En ce qui concerne les dépens :

26. Aux termes de l'article R. 761-1 du code de justice administrative : " Les dépens comprennent les frais d'expertise, d'enquête et de toute autre mesure d'instruction dont les frais ne sont pas à la charge de l'Etat. Sous réserve de dispositions particulières, ils sont mis à la charge de toute partie perdante sauf si les circonstances particulières de l'affaire justifient qu'ils soient mis à la charge d'une autre partie ou partagés entre les parties. L'Etat peut être condamné aux dépens ". En vertu de ces dispositions, il appartient au juge saisi au fond du litige de statuer, au besoin d'office, sur la charge des frais de l'expertise ordonnée par la juridiction administrative.

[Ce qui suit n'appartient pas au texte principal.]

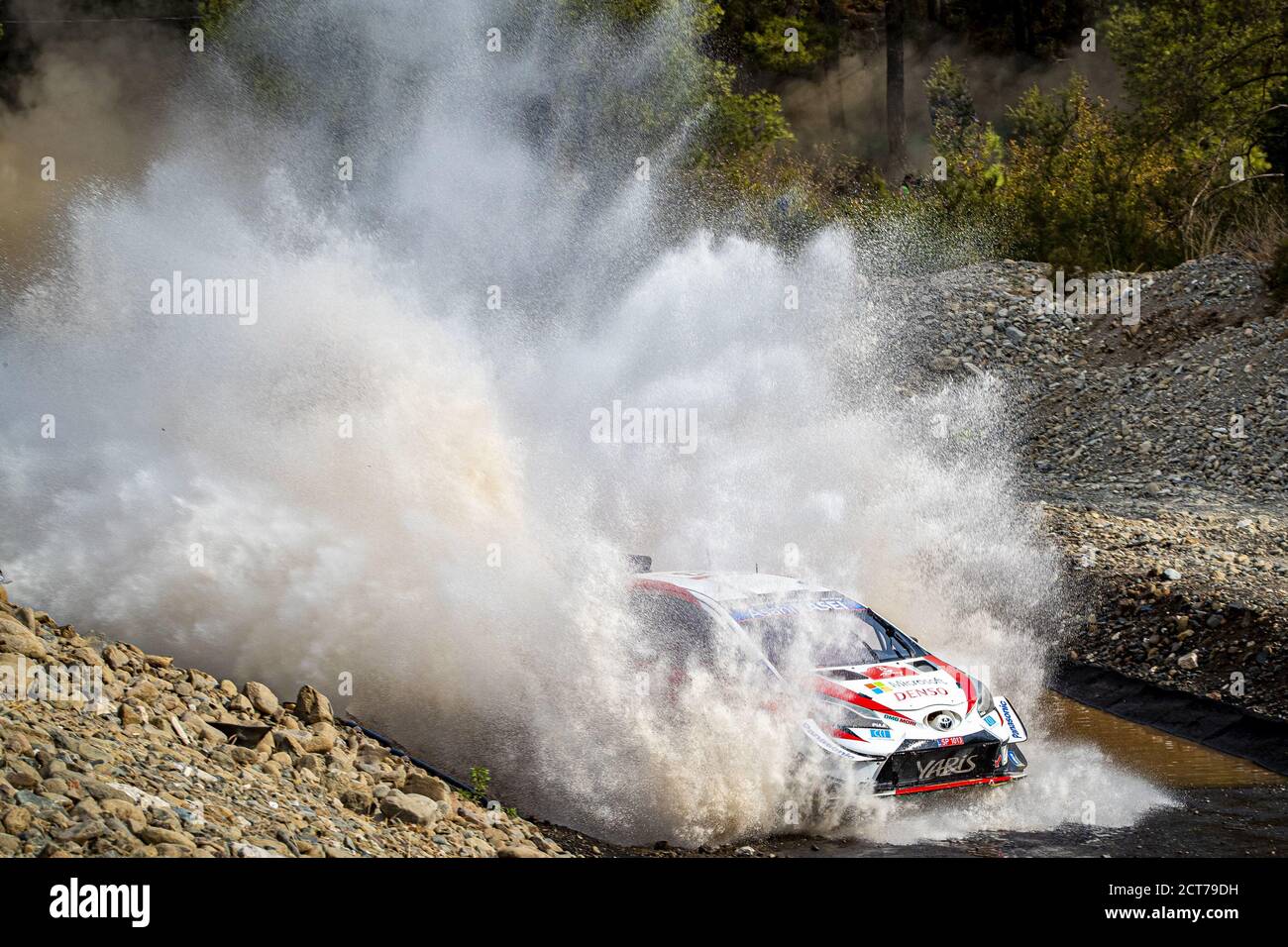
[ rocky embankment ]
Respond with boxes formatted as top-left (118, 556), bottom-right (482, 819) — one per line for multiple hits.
top-left (883, 256), bottom-right (1288, 719)
top-left (0, 588), bottom-right (567, 858)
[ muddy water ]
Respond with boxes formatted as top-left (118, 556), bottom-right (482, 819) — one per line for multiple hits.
top-left (765, 693), bottom-right (1288, 858)
top-left (1047, 693), bottom-right (1288, 789)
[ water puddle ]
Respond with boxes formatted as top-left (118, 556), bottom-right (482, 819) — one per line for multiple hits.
top-left (1044, 691), bottom-right (1288, 789)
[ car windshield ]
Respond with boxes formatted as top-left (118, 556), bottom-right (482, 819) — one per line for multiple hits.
top-left (735, 599), bottom-right (924, 669)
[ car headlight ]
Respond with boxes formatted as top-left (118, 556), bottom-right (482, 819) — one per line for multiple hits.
top-left (837, 703), bottom-right (890, 729)
top-left (975, 681), bottom-right (993, 716)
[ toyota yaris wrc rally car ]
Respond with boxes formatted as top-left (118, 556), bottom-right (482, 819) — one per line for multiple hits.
top-left (631, 567), bottom-right (1027, 795)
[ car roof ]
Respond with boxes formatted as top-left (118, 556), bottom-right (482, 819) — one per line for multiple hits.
top-left (634, 573), bottom-right (836, 603)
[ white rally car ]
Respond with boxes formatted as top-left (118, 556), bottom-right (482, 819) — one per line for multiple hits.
top-left (631, 567), bottom-right (1027, 795)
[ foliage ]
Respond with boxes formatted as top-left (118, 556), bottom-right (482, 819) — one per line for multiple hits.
top-left (742, 17), bottom-right (831, 73)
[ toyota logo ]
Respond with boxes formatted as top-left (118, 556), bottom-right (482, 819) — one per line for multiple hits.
top-left (926, 710), bottom-right (957, 730)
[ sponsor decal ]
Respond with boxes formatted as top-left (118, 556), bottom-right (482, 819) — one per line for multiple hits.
top-left (894, 686), bottom-right (948, 701)
top-left (997, 701), bottom-right (1020, 740)
top-left (863, 665), bottom-right (917, 681)
top-left (729, 598), bottom-right (868, 621)
top-left (917, 754), bottom-right (975, 783)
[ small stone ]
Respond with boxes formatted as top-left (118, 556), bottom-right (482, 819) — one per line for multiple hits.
top-left (0, 805), bottom-right (31, 835)
top-left (295, 684), bottom-right (335, 724)
top-left (136, 826), bottom-right (197, 850)
top-left (380, 789), bottom-right (447, 826)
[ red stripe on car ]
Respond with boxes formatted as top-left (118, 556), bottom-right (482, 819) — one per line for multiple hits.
top-left (894, 776), bottom-right (1012, 796)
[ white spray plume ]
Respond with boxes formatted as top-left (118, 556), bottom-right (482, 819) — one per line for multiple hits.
top-left (0, 0), bottom-right (1156, 844)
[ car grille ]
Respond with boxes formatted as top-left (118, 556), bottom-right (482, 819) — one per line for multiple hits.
top-left (876, 741), bottom-right (1002, 792)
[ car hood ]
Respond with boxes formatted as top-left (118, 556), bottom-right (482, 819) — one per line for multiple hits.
top-left (815, 656), bottom-right (975, 721)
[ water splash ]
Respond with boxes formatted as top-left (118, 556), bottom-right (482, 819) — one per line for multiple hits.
top-left (0, 0), bottom-right (1158, 844)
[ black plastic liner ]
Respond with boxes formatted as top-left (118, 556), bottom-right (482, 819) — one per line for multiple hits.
top-left (1051, 661), bottom-right (1288, 776)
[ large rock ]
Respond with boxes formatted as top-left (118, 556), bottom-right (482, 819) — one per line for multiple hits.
top-left (380, 789), bottom-right (447, 826)
top-left (295, 684), bottom-right (335, 724)
top-left (242, 681), bottom-right (282, 716)
top-left (304, 723), bottom-right (340, 753)
top-left (403, 770), bottom-right (452, 805)
top-left (0, 612), bottom-right (48, 661)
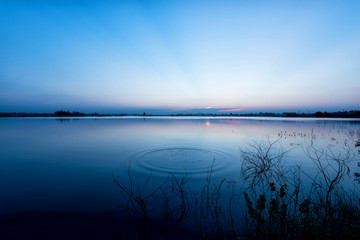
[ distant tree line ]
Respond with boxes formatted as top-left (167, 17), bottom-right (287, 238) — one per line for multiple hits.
top-left (0, 110), bottom-right (360, 118)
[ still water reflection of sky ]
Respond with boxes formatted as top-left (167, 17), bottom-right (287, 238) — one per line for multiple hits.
top-left (0, 118), bottom-right (360, 215)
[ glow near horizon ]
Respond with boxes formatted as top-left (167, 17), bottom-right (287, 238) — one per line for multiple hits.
top-left (0, 0), bottom-right (360, 111)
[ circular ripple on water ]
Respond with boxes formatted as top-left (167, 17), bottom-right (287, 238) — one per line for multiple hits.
top-left (133, 147), bottom-right (235, 174)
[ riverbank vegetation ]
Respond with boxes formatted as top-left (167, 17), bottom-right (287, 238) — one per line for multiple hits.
top-left (111, 136), bottom-right (360, 239)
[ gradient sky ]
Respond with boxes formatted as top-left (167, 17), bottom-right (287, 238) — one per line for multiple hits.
top-left (0, 0), bottom-right (360, 112)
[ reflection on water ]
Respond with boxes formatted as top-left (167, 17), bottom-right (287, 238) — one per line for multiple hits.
top-left (0, 118), bottom-right (360, 238)
top-left (132, 147), bottom-right (234, 177)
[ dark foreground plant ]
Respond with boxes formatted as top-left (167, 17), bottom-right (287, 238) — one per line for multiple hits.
top-left (114, 142), bottom-right (360, 239)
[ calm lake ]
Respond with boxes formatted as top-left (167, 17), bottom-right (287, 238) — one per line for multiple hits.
top-left (0, 117), bottom-right (360, 238)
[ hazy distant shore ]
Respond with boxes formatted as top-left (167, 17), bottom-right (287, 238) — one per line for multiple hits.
top-left (0, 110), bottom-right (360, 118)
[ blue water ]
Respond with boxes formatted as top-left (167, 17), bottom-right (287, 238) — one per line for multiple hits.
top-left (0, 117), bottom-right (360, 236)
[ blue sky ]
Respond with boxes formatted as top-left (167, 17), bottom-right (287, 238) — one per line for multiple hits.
top-left (0, 0), bottom-right (360, 113)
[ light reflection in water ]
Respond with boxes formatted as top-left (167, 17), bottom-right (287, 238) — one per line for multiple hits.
top-left (0, 118), bottom-right (360, 218)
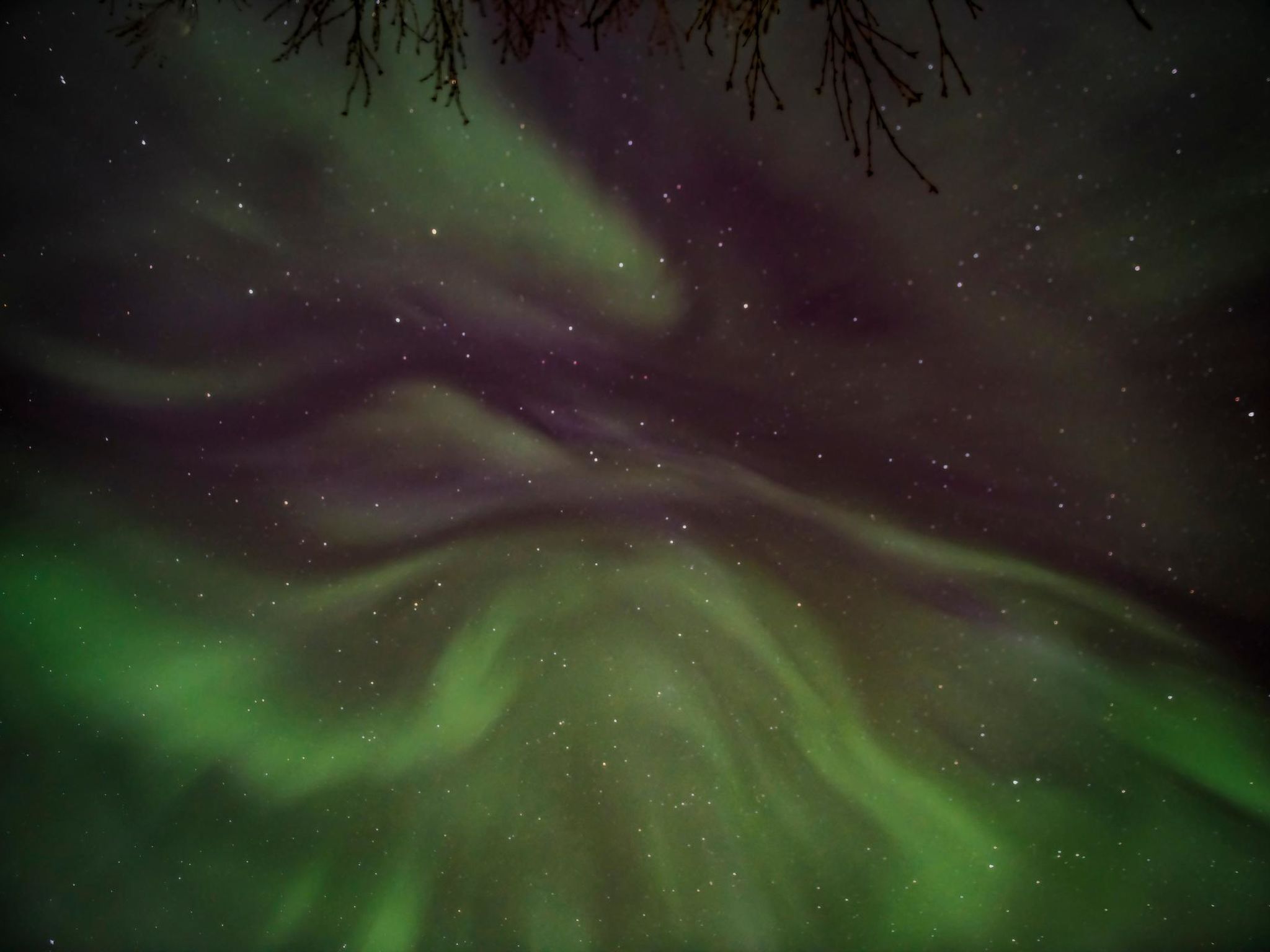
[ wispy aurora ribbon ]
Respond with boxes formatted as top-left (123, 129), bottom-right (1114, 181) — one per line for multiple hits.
top-left (0, 5), bottom-right (1270, 952)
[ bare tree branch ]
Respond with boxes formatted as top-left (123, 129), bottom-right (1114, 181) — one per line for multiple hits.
top-left (103, 0), bottom-right (1152, 192)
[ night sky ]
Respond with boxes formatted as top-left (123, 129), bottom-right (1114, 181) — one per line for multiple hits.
top-left (0, 0), bottom-right (1270, 952)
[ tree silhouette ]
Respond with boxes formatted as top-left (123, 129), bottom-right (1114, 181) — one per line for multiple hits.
top-left (103, 0), bottom-right (1150, 192)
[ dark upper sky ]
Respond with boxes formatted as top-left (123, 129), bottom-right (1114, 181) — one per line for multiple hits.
top-left (0, 0), bottom-right (1270, 950)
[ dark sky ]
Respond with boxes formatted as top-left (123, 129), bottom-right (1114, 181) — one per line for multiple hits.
top-left (0, 0), bottom-right (1270, 952)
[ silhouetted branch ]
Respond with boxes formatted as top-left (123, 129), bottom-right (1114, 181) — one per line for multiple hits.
top-left (103, 0), bottom-right (1150, 192)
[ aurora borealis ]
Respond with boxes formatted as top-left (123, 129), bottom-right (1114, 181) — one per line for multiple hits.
top-left (0, 0), bottom-right (1270, 952)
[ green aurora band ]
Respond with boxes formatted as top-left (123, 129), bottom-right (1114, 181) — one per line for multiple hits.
top-left (0, 0), bottom-right (1270, 952)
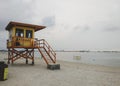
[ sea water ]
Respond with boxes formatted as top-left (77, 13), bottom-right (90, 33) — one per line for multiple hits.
top-left (35, 52), bottom-right (120, 67)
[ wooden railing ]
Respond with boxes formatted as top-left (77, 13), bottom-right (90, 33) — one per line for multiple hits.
top-left (34, 39), bottom-right (56, 63)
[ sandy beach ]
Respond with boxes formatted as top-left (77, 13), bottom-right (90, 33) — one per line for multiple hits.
top-left (0, 55), bottom-right (120, 86)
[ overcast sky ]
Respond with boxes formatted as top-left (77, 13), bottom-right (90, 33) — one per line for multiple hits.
top-left (0, 0), bottom-right (120, 50)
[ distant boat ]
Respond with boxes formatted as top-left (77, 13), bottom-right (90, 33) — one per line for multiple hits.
top-left (73, 56), bottom-right (81, 60)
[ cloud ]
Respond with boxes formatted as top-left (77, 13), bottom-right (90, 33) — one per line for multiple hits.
top-left (42, 16), bottom-right (55, 27)
top-left (104, 26), bottom-right (120, 32)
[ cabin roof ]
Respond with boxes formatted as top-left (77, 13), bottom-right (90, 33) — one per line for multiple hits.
top-left (5, 21), bottom-right (45, 31)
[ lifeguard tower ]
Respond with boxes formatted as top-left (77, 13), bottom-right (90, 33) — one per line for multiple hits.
top-left (5, 22), bottom-right (60, 67)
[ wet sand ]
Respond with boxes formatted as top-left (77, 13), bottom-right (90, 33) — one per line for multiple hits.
top-left (0, 58), bottom-right (120, 86)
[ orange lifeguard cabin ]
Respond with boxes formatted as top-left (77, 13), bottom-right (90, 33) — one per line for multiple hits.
top-left (5, 22), bottom-right (59, 68)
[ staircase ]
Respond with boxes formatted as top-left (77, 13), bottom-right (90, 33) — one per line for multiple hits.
top-left (34, 39), bottom-right (56, 65)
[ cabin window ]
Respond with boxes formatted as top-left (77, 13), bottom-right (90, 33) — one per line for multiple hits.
top-left (26, 30), bottom-right (32, 38)
top-left (16, 28), bottom-right (24, 37)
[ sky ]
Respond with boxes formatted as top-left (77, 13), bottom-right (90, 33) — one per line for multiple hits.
top-left (0, 0), bottom-right (120, 51)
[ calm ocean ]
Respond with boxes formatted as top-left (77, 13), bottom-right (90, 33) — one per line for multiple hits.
top-left (35, 52), bottom-right (120, 67)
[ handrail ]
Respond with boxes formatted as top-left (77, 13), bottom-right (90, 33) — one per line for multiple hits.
top-left (34, 39), bottom-right (56, 62)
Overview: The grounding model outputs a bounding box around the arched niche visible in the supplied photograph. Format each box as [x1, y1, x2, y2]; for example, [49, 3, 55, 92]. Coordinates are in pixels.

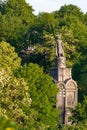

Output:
[65, 79, 77, 108]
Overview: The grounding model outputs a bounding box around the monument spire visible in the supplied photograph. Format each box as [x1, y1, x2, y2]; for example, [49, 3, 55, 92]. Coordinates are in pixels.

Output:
[56, 35, 66, 68]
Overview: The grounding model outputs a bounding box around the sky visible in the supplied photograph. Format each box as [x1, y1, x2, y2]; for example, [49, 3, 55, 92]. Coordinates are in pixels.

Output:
[26, 0, 87, 15]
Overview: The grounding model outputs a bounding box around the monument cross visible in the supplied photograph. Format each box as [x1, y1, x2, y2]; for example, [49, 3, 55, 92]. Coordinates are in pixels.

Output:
[50, 36, 77, 125]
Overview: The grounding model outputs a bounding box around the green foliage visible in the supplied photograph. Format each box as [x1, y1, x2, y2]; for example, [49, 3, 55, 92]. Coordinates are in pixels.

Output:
[0, 117, 17, 130]
[0, 0, 34, 50]
[0, 41, 21, 71]
[16, 64, 58, 130]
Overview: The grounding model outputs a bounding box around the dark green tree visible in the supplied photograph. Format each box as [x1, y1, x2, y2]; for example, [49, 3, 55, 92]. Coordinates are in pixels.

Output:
[16, 64, 59, 130]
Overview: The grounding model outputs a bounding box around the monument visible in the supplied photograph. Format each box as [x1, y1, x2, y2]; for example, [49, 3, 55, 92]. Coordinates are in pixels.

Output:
[50, 36, 77, 125]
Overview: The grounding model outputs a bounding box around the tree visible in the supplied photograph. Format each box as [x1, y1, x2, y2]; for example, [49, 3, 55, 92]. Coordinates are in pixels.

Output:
[16, 64, 58, 130]
[0, 117, 17, 130]
[0, 41, 21, 71]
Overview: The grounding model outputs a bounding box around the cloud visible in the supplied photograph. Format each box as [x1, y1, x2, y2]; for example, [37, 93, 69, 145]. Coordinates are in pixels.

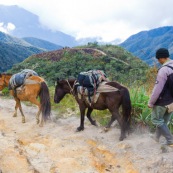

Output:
[0, 22, 16, 34]
[0, 0, 173, 41]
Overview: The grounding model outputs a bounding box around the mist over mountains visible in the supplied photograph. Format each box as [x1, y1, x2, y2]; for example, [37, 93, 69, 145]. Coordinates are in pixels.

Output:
[0, 5, 78, 47]
[0, 5, 173, 67]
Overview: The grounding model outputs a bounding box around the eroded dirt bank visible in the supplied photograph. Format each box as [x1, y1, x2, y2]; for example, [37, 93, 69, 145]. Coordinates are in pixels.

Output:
[0, 96, 173, 173]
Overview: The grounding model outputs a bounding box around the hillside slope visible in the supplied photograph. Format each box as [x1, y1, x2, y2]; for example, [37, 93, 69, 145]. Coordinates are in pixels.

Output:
[0, 96, 173, 173]
[120, 26, 173, 65]
[0, 32, 46, 72]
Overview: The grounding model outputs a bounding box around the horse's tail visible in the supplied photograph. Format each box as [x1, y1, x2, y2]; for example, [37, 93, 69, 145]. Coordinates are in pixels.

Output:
[39, 81, 51, 121]
[120, 88, 132, 132]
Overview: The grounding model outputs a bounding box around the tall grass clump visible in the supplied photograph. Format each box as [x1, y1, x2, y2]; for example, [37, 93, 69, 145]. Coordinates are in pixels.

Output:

27. Dans les circonstances de l'espèce, il y a lieu de mettre les frais de l'expertise liquidés et taxés à la somme total de 2 140 euros par deux ordonnances des 2 et 4 octobre 2019 du magistrat désigné par le président du tribunal administratif de Lille, à la charge définitive du centre hospitalier de Roubaix.

En ce qui concerne les frais exposés et non compris dans les dépens :

28. Les dispositions de l'article L. 761-1 du code de justice administrative font obstacle à ce que soit mise à la charge de M. E, qui n'est pas la partie perdante dans la présente instance, la somme que le centre hospitalier de Roubaix demande au titre des frais exposés par lui et non compris dans les dépens. Il y a lieu, en revanche, de faire application de ces dispositions et de mettre à la charge du centre hospitalier de Roubaix le versement d'une somme de 1 500 euros à M. E, et de 1 000 euros à la caisse primaire d'assurance maladie de Roubaix-Tourcoing, au titre des frais exposés par eux et non compris dans les dépens.

D E C I D E :

Article 1er : Le centre hospitalier de Roubaix est condamné à verser à M. E la somme de 3 362,85 euros en réparation des préjudices subis.

Article 2 : Le centre hospitalier de Roubaix est condamné à verser à la caisse primaire d'assurance maladie de Roubaix-Tourcoing la somme de 36 921,75 euros, assortie des intérêts au taux légal à compter du 12 janvier 2021.

Article 3 : Le centre hospitalier de Roubaix versera la somme de 1 162 euros à la caisse primaire d'assurance maladie de Roubaix-Tourcoing au titre de l'indemnité forfaitaire de gestion.

Article 4 : Les frais et honoraires des expertises, taxés et liquidés à la somme de 2 140 euros sont mis à la charge du centre hospitalier de Roubaix.

Article 5 : Le centre hospitalier de Roubaix versera respectivement à M. E et à la caisse primaire d'assurance maladie de Roubaix-Tourcoing la somme de 1 500 euros et celle de 1 000 euros au titre des dispositions de l'article L. 761-1 du code de justice administrative.

Article 6 : Le surplus des conclusions des parties est rejeté.

Article 7 : Le présent jugement sera notifié à M. B E, au centre hospitalier de Roubaix et à la caisse primaire d'assurance maladie de Roubaix-Tourcoing.

Copie en sera adressée, pour information, au docteur C, experte, et au docteur A, sapiteur.

Délibéré après l'audience du 24 février 2023, à laquelle siégeaient :

M. Riou, président,

M. Fougères, premier conseiller,

Mme Bruneau, première conseillère.

Rendu public par mise à disposition au greffe le 17 mars 2023.

La rapporteure,

signé

M. Bruneau

Le président,

signé

J.-M. Riou

La greffière,

signé

J. VANDEWYNGAERDE

La République mande et ordonne au ministre de la santé et de la prévention en ce qui le concerne ou à tous commissaires de justice à ce requis en ce qui concerne les voies de droit commun, contre les parties privées, de pourvoir à l'exécution de la présente décision.